Waits and Brennan wrote songs for a vibrantly coloured and scalding, tragically romantic production of Woyzeck for their third collaboration with Robert Wilson, which later became Blood Money. Woyzeck premiered in November 2000 at the Betty Nansen Theater in Copenhagen and travelled throughout Europe and Asia and went on to win Denmark’s version of the Tony for Best Musical that year.

Blood Money is flesh and bone, earthbound,” said Waits. “The songs are rooted in reality: jealousy, rage, the human meat wheel…They are more carnal. Kathleen and I are well suited to this material. She is hilarious, blasphemous and ominous. I like a beautiful song that tells you terrible things.”

Both albums were recorded during the same period with many of the same musicians, but with different engineers for recording, mixing and mastering. Waits and Brennan envisioned these songs as lyrical concept albums that were inspired by the stories behind the future staged productions. The songs from Alice and Blood Money were conceived as song cycles, each in their own sonic worlds, and written to be sung and performed by Waits.

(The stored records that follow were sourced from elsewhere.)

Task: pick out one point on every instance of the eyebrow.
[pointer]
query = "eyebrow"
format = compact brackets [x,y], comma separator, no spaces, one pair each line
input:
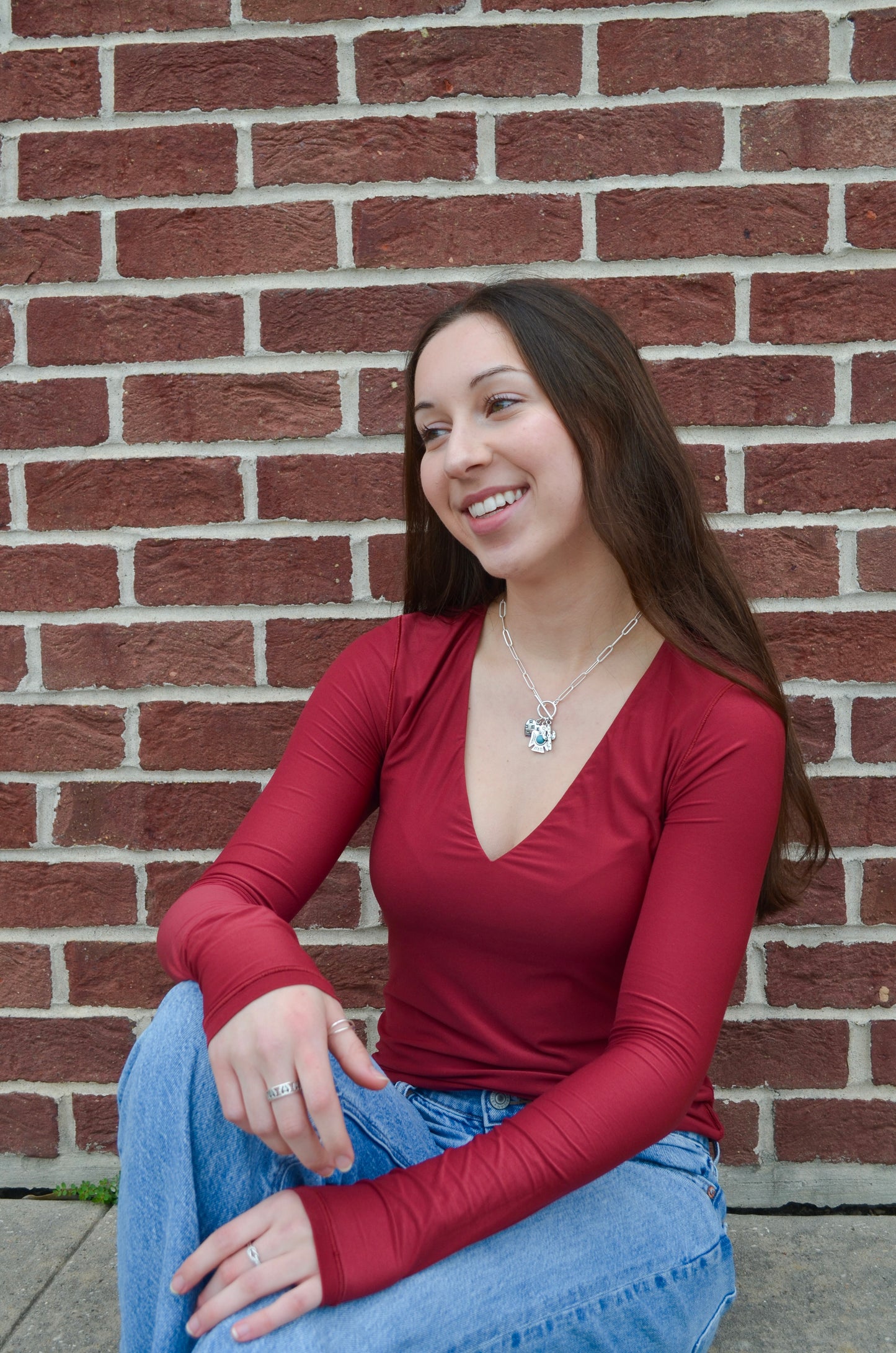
[492,371]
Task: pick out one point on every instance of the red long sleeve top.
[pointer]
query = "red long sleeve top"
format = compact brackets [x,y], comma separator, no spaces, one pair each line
[589,967]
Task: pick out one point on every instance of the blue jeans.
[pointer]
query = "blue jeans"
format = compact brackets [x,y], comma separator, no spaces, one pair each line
[636,1260]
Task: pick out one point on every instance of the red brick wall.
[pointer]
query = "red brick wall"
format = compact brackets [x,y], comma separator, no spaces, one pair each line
[223,222]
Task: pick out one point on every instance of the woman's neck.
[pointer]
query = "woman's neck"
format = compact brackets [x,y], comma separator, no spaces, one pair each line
[569,618]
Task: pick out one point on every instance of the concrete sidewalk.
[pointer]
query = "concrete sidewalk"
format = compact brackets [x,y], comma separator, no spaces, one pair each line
[822,1284]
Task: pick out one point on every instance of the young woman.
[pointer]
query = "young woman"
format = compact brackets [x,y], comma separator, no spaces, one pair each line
[587,783]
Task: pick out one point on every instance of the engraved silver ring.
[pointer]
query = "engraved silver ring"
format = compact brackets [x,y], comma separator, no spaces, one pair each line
[287,1088]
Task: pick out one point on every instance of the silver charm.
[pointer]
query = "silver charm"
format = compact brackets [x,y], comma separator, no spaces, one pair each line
[541,735]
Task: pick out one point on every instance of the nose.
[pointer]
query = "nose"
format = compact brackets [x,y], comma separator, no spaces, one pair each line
[466,448]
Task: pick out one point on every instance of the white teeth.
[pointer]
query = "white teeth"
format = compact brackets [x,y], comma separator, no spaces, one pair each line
[489,505]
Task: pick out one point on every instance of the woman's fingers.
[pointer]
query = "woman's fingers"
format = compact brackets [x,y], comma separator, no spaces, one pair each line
[298,1300]
[254,1283]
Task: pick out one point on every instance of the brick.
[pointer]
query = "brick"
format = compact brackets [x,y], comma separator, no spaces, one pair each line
[366,149]
[98,494]
[53,413]
[95,1122]
[823,903]
[786,562]
[7,347]
[401,65]
[217,652]
[835,1130]
[823,306]
[64,248]
[381,401]
[327,487]
[64,1049]
[858,811]
[484,229]
[819,135]
[877,559]
[12,657]
[25,976]
[166,881]
[879,892]
[757,50]
[833,647]
[358,972]
[653,310]
[690,222]
[708,464]
[314,11]
[741,1122]
[299,651]
[820,477]
[18,816]
[352,318]
[231,407]
[841,976]
[29,1126]
[875,388]
[109,973]
[73,330]
[814,725]
[746,391]
[386,555]
[176,735]
[233,573]
[244,73]
[783,1053]
[141,815]
[873,55]
[58,577]
[78,18]
[875,730]
[217,241]
[595,143]
[138,161]
[61,737]
[884,1053]
[337,902]
[34,894]
[871,216]
[48,83]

These years certainly marked a creatively fertile period for them as Alice and Blood Money came right after the massive success of 1999’s GRAMMY-winning Mule Variations LP and tour. The resulting LPs were acclaimed upon their release but also overshadowed by their high-profile predecessor. Over the last two decades, more fans and critics have come to embrace these works as some of Waits’ finest.